At first, that did seem a nullifier of my claim in that regard, but then I looked at the following website and found some surprising factoids which resurrected my claim from the dead:
Note the following two oddities:
First, the Duchess of Gordon's daughter, Louisa, who was, per her mother, supposedly illegitimate, is shown as the eldest child, and is also the only one of her children for whom no birth or death date is given! Now that seems very irregular, and does seem consistent with the notion of the Duchess having perhaps married into the (mad) Gordon family while pregnant by another man, or even after the birth of her first daughter, Louisa!
Second, and even stranger (perhaps someone can explain this one)....Lady Charlotte Gordon Lennox, the woman whom I claim could be Jane Austen's "Lady Gordon", married her husband General Charles Lennox, 4th Duke of Richmond, in 1789, but....she did not take on the title of Duchess of Richmond until 1806, i.e., 17 years later, and after the birth of thirteen of their fourteen children!!!
Now, what is that about? Isn't that totally bizarre, for Lady Gordon not to have taken on the styling of Duchess for seventeen years and thirteen children after marrying her husband the Duke? Shouldn't it have happened in 1789, or never?
It sure sounds to me like this weirdness is not coincidental, but is connected to the supposed illegitimacy of her elder sister, Louisa, with Louisa's mysterious absence of birth date in the Peerage. Maybe the Duke of Richmond never got over his unease about marrying the legitimate sister of an illegitimate sister?
If Louisa was the eldest child of the Duchess of Gordon, isn't it very peculiar that she only married in 1797, long after three of her four younger sisters were already married?
Whatever the reason, this lengthy delay of 17 years would explain why Jane Austen might have known Lady Charlotte as "Lady Gordon" and not as "Lady Lennox" or "the Duchess of Richmond".

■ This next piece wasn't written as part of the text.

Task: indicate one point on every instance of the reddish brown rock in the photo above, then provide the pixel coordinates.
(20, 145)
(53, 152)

And as I reflect on what I have just written, the first thing that pops into my head is the five Bennet girls, and the central concern of that novel, which is the effect of Lydia's elopement on the marital prospects of her four elder sisters!
P.S.: One other important factoid connected to the Duchess of Gordon anecdote about family madness and illegitimacy:
Part of the reputation of the Gordon family as being afflicted with hereditary madness was surely due to the strong and fresh historical memory of the 1780 Gordon Riots, a major upheaval in which Lord George Gordon, a member of a junior branch of that same Gordon family, played a central role, resulting in the Riot being known by his name.
And what connects this to Jane Austen is Henry Tilney's well known allusion to the Gordon Riots in NA---yet another reason why JA would have had the Duchess of Gordon and her illegitimacy anecdote on her radar screen.